1. Support or Blame?
I recently raised the topic of helping low-income mothers with parenting at a conference on poverty and an experienced social service leader bristled, saying that there is too much “blaming the parents”. I was a bit stung since that is definitely not what drives my passion for these programs, but I can understand his reaction. There are some people who believe that low-income parents are culturally deficient and are thereby the cause of multi-generational poverty. In that context, parents are blamed for poverty created by many forces such as the structural changes in our economy and parenting programs could indeed be viewed as attempts to “fix” something in poor people that isn’t broken.
But depriving parents of something beneficial because someone might support it for the wrong reasons is not the answer. Instead, I suggest we:
- Make it clear that low-income people are just as highly motivated to be great parents as are affluent parents.
- Support the programs that work side by side with parents, bringing out the best in them and boosting their confidence, instead of one way lectures from “experts”. Those are the programs have proven to be most effective anyway.
2. Maximum Efficiency Needed!
Remember what was said about being Ginger Rogers vs. being Fred Astaire? She did everything that he did, but backwards and in high heels. That seems to apply to the challenges of low-income parents vs. those of wealthier parents. Low-income parents often work multiple jobs.

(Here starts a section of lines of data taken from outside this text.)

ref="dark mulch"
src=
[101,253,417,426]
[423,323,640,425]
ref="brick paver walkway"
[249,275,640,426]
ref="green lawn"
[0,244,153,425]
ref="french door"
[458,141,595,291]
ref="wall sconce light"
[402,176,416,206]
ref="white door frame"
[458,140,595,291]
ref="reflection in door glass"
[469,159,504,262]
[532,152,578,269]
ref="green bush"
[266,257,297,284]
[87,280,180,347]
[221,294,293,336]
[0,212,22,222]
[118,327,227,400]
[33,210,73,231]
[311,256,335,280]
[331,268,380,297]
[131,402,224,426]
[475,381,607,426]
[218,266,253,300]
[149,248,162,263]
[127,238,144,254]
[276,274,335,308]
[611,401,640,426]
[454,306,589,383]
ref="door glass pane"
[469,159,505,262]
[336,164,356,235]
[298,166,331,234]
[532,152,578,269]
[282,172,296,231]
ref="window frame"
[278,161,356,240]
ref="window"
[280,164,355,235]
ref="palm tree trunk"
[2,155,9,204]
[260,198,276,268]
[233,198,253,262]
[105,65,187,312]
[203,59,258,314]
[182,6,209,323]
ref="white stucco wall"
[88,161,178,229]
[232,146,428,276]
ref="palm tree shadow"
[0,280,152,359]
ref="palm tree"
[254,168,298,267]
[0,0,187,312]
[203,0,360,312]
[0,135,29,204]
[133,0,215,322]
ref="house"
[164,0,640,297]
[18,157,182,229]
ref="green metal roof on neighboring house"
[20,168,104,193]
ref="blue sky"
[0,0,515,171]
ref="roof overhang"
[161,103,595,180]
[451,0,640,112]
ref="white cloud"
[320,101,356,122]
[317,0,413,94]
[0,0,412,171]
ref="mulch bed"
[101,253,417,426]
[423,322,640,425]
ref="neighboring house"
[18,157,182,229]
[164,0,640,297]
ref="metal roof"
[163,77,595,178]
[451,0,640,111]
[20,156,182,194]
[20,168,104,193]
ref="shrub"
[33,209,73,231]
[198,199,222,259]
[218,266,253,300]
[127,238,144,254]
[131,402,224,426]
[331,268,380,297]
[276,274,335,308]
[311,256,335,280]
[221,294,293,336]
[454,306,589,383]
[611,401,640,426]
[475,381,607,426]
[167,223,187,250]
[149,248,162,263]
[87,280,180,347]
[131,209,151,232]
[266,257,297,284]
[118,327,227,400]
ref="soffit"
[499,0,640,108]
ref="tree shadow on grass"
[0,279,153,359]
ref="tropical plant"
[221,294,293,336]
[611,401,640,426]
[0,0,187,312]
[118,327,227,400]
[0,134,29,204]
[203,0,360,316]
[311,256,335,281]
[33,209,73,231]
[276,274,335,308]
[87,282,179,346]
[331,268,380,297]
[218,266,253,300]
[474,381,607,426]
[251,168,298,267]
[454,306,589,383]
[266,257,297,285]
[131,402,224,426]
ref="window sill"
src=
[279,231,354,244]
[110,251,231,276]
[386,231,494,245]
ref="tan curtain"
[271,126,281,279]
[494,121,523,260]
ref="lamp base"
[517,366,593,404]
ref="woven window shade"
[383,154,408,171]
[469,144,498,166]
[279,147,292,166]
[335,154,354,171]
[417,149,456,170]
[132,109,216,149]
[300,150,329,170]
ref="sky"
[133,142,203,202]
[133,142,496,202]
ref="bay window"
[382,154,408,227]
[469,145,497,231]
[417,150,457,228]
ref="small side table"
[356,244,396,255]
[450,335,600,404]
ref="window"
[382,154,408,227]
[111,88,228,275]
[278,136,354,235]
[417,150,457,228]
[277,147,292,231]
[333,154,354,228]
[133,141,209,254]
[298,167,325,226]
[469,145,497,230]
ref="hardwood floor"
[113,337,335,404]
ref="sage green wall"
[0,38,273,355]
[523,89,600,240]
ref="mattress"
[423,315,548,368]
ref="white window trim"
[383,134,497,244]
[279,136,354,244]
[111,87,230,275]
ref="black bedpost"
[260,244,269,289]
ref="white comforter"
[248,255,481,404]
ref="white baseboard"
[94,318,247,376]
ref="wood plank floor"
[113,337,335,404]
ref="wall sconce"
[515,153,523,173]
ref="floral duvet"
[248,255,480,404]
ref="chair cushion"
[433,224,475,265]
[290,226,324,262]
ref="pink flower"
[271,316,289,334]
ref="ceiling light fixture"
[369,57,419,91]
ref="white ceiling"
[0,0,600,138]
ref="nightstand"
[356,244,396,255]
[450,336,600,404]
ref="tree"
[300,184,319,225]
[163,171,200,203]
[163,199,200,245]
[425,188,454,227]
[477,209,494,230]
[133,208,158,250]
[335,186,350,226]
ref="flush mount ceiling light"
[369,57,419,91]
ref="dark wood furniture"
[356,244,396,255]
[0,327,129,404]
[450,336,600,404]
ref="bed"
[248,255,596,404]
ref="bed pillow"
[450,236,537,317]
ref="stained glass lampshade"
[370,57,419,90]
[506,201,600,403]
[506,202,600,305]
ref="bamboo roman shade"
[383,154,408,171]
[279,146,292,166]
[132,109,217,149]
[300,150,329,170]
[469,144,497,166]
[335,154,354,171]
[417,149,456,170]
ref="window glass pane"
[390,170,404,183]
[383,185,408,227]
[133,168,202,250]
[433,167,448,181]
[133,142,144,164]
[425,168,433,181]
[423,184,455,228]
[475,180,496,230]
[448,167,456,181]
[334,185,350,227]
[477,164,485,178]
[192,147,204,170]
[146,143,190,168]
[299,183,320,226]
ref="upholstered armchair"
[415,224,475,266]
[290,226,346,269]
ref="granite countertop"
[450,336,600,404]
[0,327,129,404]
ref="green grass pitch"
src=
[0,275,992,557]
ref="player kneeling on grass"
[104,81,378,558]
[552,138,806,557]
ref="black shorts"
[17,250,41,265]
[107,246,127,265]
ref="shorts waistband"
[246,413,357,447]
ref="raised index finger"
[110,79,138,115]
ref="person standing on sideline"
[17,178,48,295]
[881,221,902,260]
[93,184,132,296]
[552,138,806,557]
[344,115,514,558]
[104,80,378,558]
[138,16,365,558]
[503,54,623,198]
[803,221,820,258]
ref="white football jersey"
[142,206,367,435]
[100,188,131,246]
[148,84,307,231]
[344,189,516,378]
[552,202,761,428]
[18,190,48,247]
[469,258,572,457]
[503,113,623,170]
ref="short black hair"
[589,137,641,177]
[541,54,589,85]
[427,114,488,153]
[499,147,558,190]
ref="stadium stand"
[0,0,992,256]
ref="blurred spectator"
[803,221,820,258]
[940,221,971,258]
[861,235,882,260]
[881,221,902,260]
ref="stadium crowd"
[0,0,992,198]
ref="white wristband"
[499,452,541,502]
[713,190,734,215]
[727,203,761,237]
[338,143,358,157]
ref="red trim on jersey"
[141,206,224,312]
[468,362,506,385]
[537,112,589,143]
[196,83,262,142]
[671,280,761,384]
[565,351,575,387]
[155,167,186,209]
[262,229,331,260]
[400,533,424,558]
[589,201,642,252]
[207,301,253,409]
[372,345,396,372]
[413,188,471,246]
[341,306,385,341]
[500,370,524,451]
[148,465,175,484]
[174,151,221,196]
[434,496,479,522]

And many tasks simply take them longer or are more difficult: Commuting via mass transit can take many hours, administrative tasks get complicated when your work hours are not flexible, fewer labor-saving devices and services mean more time spent on housekeeping and maintenance, etc. In summary, low-income parents are often more time constrained and stressed than their wealthier counterparts. So parenting coaching and training for poor families needs to be as efficient as possible. No “spray and pray” approaches. Among the traits that can make programs for low-income parents efficient:
- Focus: Reflect our best research and understanding of keys to raising resilient children in adversity
- Include active application by parents and individualized coaching
- Available where and when the parents are available
.A prominent social services leader told me that her child goes to a private school where it seems like every week, parents are offered a seminar or advice on some aspect of parenting. She noted that she saw remarkably little of that kind of support reaching the low-income people she serves. Like all good things, some parents may take fine tuning their parenting to an extreme as they try to maximize their children’s opportunities and success. But in moderation, there are clear benefits to all parents, children and society.
We have heard a lot about the Digital Divide and much has been done to close it, but there seems to be a Parenting Support Divide ready to reward our attention and investment.